そう、大自然の緑の森に、本来あるはずもない境界線を引いたのは、国家や民族に代表される集団の意図、人間の思惑に他ならないということが、巧みに表現されている。
この境界線がなければと誰もが思うに違いない。故に、国境警備隊の若き兵士は悩み苦しむ。人権保護団体のリーダーと、新参の活動家の思いも異なる。
それぞれの行動を律する規範や許容範囲への「線引き」が異なる点も興味深い。誰もが独自のルール、価値判断の基準を持っている。
難民救済活動に物語の後半で加わることになる精神科医ユリアは、居宅を活動メンバーに、難民保護の一時拠点として提供するが、「煙草は外で吸って」「どこを使ってもいいけど寝室には入らないで」と言う。

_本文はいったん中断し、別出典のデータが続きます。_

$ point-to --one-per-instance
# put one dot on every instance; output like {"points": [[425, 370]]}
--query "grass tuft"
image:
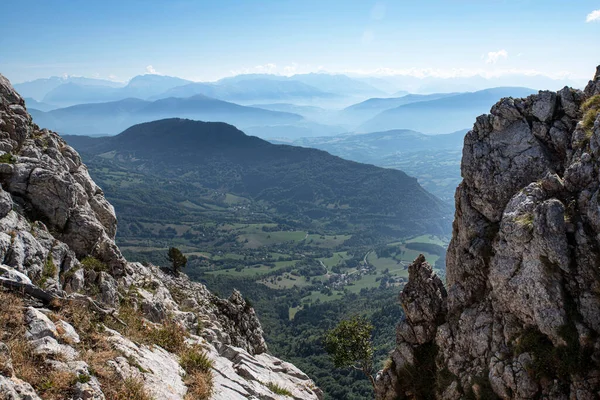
{"points": [[8, 158], [275, 388], [92, 263]]}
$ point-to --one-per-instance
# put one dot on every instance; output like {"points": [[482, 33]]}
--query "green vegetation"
{"points": [[177, 259], [8, 158], [590, 109], [93, 264], [304, 258], [49, 271], [420, 378], [525, 220], [350, 345], [195, 359], [555, 362], [277, 389]]}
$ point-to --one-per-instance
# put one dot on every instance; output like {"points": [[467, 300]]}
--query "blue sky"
{"points": [[206, 40]]}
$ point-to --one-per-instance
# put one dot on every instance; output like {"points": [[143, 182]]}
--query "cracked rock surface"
{"points": [[521, 317], [57, 246]]}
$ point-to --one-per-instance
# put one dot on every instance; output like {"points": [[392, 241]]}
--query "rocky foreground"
{"points": [[521, 315], [77, 321]]}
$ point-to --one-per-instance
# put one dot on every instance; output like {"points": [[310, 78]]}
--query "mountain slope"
{"points": [[441, 115], [113, 117], [78, 91], [296, 181], [363, 111], [79, 321], [433, 159], [245, 90], [39, 88], [520, 318]]}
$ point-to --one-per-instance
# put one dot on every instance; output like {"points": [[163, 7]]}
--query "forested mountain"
{"points": [[113, 117], [442, 115], [305, 183]]}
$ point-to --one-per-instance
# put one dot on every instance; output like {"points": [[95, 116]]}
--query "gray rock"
{"points": [[14, 388], [521, 267], [39, 325]]}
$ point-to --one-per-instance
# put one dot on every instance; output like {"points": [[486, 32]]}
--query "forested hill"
{"points": [[306, 184]]}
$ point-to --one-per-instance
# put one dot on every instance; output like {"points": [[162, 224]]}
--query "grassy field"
{"points": [[336, 259]]}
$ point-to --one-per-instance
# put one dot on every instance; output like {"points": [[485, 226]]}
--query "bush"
{"points": [[8, 158], [93, 264], [591, 110], [198, 367], [194, 359], [275, 388]]}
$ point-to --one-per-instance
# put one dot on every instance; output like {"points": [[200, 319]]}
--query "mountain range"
{"points": [[113, 117], [433, 159], [444, 114]]}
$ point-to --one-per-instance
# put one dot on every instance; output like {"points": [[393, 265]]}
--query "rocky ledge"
{"points": [[77, 321], [521, 316]]}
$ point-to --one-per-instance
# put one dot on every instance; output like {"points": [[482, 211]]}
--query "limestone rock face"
{"points": [[521, 319], [57, 248]]}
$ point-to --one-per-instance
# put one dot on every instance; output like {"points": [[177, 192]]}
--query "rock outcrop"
{"points": [[521, 318], [82, 313]]}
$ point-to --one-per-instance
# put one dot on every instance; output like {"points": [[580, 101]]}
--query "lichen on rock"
{"points": [[522, 316], [82, 322]]}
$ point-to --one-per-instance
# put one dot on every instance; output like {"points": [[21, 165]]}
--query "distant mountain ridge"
{"points": [[299, 182], [241, 88], [111, 118], [433, 159], [444, 114]]}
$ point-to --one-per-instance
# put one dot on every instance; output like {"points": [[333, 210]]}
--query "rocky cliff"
{"points": [[521, 315], [77, 321]]}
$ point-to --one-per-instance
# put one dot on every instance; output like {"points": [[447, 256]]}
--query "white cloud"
{"points": [[593, 16], [367, 37], [494, 56], [454, 72], [268, 68], [290, 69], [378, 11]]}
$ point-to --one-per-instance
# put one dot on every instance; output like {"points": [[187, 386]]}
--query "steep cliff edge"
{"points": [[77, 321], [521, 316]]}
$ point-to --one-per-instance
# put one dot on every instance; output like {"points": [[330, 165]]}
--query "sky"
{"points": [[207, 40]]}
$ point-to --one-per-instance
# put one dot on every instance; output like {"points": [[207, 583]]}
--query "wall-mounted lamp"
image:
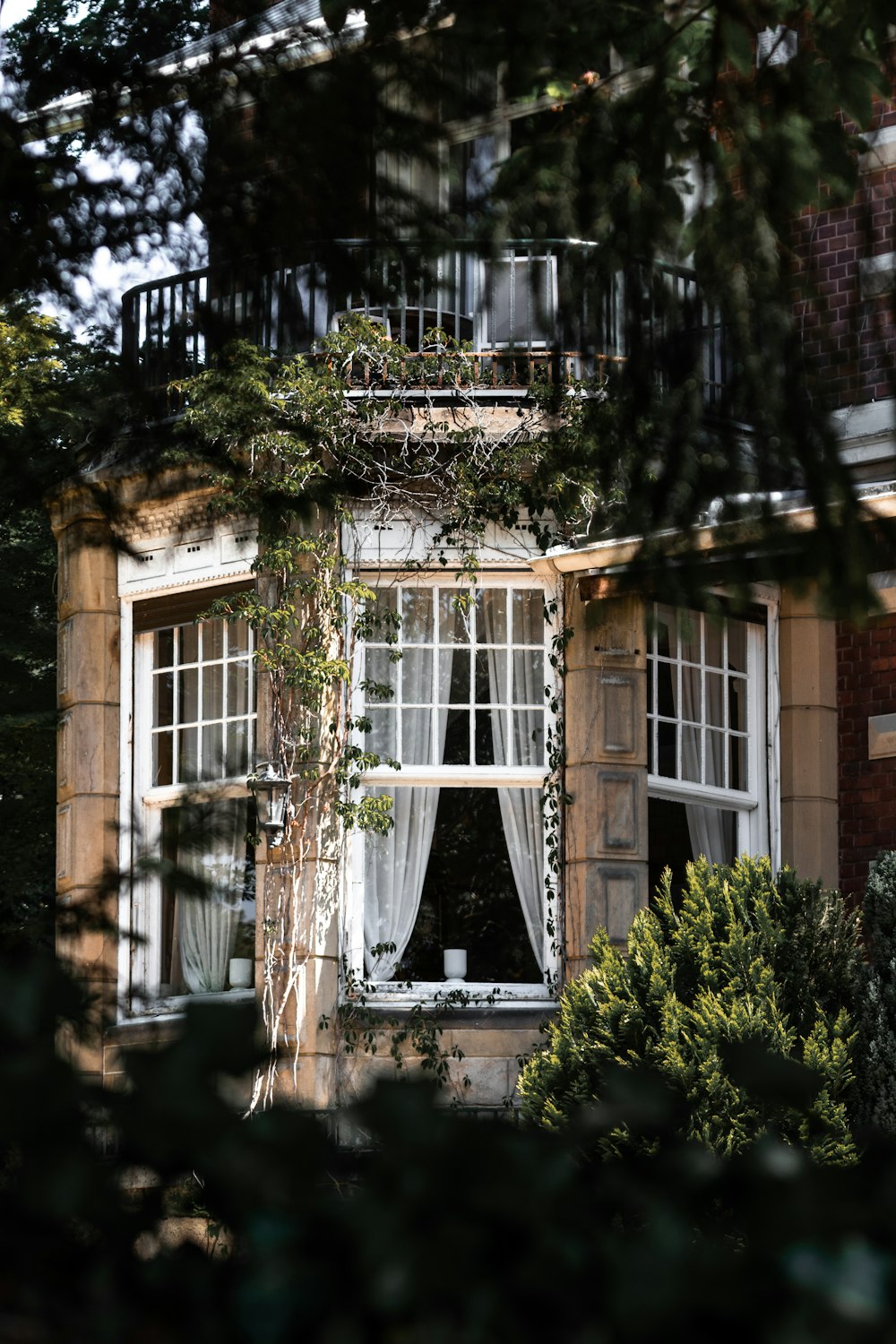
{"points": [[271, 801]]}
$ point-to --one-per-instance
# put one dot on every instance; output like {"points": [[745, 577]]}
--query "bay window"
{"points": [[194, 903], [454, 688], [707, 738]]}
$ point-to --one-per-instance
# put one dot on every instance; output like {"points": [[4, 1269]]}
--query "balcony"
{"points": [[528, 312]]}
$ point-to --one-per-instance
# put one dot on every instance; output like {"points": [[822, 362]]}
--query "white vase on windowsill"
{"points": [[241, 972], [454, 961]]}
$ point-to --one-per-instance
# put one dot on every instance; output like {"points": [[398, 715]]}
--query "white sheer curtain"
{"points": [[395, 875], [513, 745], [211, 849], [711, 830], [397, 860]]}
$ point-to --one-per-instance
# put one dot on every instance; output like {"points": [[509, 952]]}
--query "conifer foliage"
{"points": [[876, 1081], [748, 962]]}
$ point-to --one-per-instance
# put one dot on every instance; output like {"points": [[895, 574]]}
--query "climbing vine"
{"points": [[298, 445]]}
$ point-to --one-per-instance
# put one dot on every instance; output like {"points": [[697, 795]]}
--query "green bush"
{"points": [[876, 1015], [747, 962]]}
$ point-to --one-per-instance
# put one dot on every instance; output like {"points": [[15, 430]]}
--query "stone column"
{"points": [[807, 738], [606, 730], [88, 752]]}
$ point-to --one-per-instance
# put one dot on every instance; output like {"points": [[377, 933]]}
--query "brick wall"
{"points": [[866, 685], [850, 339]]}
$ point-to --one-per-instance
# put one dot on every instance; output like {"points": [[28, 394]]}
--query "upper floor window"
{"points": [[707, 755], [452, 688]]}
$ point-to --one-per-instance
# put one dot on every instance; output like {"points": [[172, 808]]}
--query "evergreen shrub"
{"points": [[876, 1016], [747, 961]]}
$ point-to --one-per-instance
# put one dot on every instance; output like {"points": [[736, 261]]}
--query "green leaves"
{"points": [[745, 965]]}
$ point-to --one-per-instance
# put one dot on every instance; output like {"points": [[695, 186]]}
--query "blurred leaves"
{"points": [[422, 1226]]}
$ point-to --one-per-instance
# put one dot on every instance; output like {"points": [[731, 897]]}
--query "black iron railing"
{"points": [[527, 311]]}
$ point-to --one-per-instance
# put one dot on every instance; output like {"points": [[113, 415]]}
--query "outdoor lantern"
{"points": [[271, 801]]}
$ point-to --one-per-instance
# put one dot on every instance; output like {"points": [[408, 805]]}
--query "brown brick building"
{"points": [[770, 728]]}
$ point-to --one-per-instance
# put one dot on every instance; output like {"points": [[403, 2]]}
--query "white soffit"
{"points": [[201, 556]]}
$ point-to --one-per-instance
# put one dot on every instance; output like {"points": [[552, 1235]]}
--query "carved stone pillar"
{"points": [[606, 715]]}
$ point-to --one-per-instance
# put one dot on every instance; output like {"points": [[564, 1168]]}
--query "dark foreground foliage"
{"points": [[444, 1228]]}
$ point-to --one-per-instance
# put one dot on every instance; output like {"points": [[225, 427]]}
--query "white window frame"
{"points": [[474, 994], [756, 808], [140, 894]]}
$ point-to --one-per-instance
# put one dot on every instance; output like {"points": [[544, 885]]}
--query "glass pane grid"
{"points": [[460, 652], [697, 699], [203, 703]]}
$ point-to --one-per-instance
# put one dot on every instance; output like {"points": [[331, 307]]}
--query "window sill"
{"points": [[177, 1005], [438, 996]]}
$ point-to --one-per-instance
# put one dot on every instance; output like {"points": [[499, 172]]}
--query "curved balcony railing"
{"points": [[527, 311]]}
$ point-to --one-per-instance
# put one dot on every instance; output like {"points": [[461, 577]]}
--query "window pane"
{"points": [[417, 737], [188, 698], [455, 616], [382, 672], [528, 737], [187, 758], [417, 676], [457, 738], [163, 699], [715, 709], [737, 763], [490, 607], [238, 734], [163, 648], [188, 644], [678, 832], [417, 616], [212, 640], [528, 676], [737, 645], [454, 676], [214, 752], [692, 749], [239, 682], [214, 691], [485, 731], [209, 895], [665, 632], [470, 897], [238, 639], [490, 676], [715, 642], [667, 750], [528, 616], [715, 761], [383, 734], [163, 753]]}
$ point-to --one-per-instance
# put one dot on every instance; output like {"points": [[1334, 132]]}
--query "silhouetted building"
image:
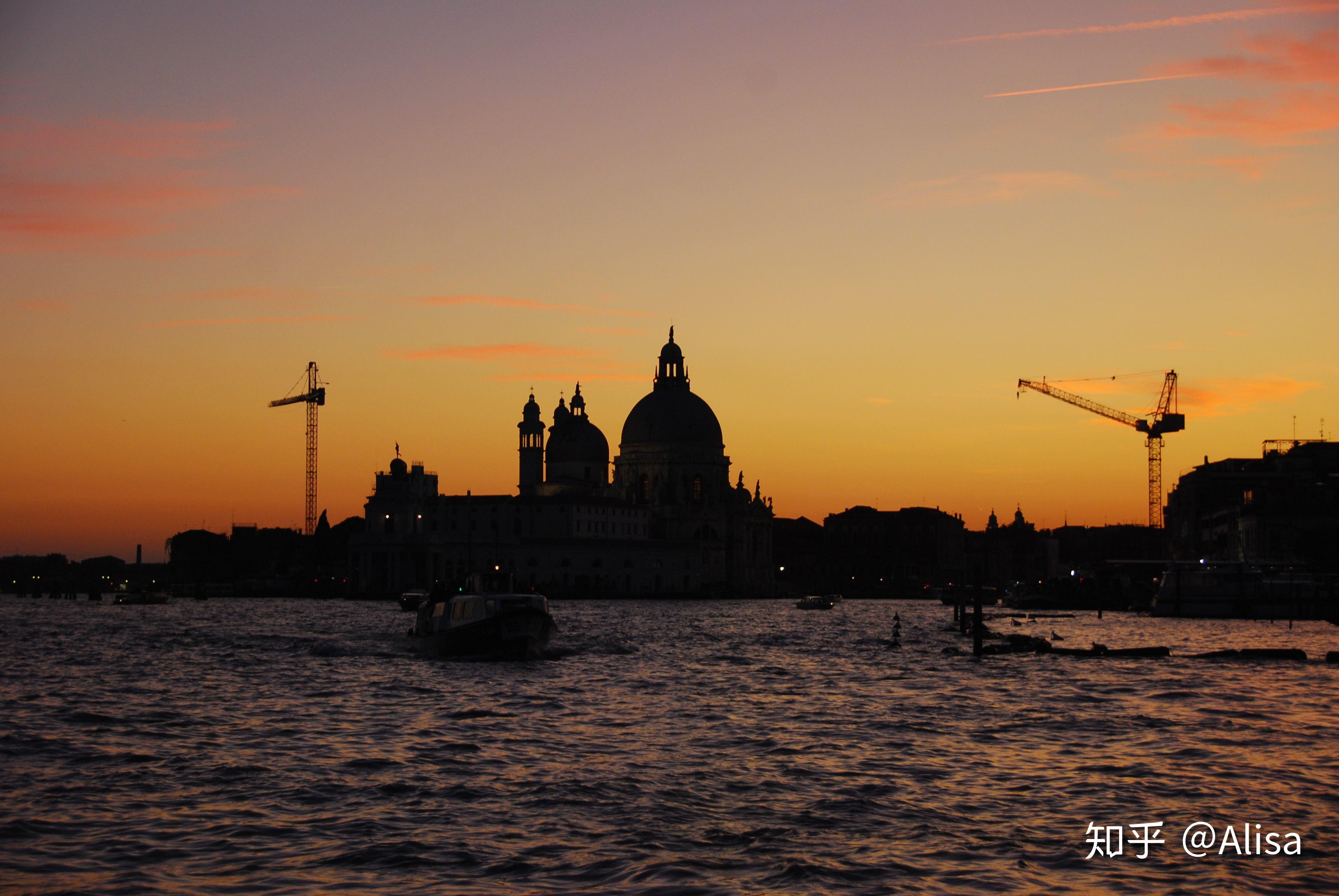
{"points": [[800, 556], [667, 523], [894, 552], [1281, 508]]}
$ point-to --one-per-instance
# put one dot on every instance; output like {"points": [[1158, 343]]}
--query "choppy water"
{"points": [[247, 747]]}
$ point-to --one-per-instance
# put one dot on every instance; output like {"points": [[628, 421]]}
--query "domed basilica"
{"points": [[667, 523]]}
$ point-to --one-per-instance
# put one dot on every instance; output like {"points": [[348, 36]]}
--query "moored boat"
{"points": [[144, 598], [412, 599], [489, 619]]}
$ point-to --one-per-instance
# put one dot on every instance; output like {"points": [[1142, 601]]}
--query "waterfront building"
{"points": [[669, 522], [1281, 508]]}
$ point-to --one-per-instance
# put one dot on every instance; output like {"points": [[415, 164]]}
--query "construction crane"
{"points": [[314, 397], [1164, 420]]}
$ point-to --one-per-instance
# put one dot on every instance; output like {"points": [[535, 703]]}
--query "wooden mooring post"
{"points": [[977, 620]]}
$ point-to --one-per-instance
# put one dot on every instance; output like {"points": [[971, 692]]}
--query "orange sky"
{"points": [[863, 245]]}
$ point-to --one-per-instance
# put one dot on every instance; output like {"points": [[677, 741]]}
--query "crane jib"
{"points": [[1167, 418]]}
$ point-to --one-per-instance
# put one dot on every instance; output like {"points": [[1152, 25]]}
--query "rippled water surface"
{"points": [[252, 747]]}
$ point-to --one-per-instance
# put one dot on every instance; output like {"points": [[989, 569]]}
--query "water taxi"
{"points": [[488, 619]]}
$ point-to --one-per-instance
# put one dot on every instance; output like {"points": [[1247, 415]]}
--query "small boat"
{"points": [[488, 619], [412, 599], [144, 598]]}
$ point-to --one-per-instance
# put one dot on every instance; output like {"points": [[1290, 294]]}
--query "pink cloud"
{"points": [[1239, 394], [1301, 114], [507, 302], [1155, 25], [215, 322], [1007, 187], [487, 354], [45, 144], [614, 331], [100, 185], [43, 305]]}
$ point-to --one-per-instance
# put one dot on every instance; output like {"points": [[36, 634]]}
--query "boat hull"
{"points": [[517, 634]]}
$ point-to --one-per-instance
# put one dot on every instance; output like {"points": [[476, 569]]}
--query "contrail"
{"points": [[1101, 84], [1178, 22]]}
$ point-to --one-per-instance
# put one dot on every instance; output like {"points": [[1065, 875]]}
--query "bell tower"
{"points": [[670, 370], [532, 448]]}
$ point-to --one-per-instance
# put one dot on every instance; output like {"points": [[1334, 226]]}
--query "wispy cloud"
{"points": [[1153, 25], [508, 302], [1301, 113], [100, 185], [381, 272], [1239, 394], [216, 322], [488, 354], [43, 305], [571, 377], [614, 331], [37, 144], [1097, 84], [1006, 187]]}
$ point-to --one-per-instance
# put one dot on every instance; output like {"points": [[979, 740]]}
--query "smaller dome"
{"points": [[578, 441]]}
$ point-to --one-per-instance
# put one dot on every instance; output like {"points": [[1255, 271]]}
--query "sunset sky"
{"points": [[861, 239]]}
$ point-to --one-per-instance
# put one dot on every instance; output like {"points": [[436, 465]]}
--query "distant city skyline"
{"points": [[866, 222]]}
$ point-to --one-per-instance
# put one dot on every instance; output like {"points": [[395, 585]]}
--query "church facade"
{"points": [[669, 522]]}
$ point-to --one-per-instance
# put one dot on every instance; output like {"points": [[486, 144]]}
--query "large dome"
{"points": [[671, 414], [673, 417]]}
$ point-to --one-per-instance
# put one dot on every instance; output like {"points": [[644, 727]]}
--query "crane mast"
{"points": [[1165, 420], [314, 398]]}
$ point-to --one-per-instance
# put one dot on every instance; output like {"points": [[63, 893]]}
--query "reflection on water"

当然と言えば当然の申し出ではあるが、その些細な要望も、実は国家の思惑、難民を巡る発想と根は同じかもしれないと思わせる小さなエピソードの紡ぎ方が巧みだ。
この狭くなった地球上に、80億もの人間がひしめき合えば、押し合いへし合いが当然生じる(こうした難民問題も、それを引き起こした紛争、戦争も、究極は人口問題に行きつくのではとさえ個人的には思っている)。
そこに譲り合い、助け合いの精神を持ち出すのは容易だが、むしろ安易だろう。それをユリアの自宅に矮小して見せた。
どこに行っても「人間の境界」があるのだ。これからの世界を生き抜く者は、覚悟しなければならない。
大国の為政者に反省を促す必要もあるが、本作は個々人の覚悟を促すものと受け止めた。
今、観ることができて良かった作品也。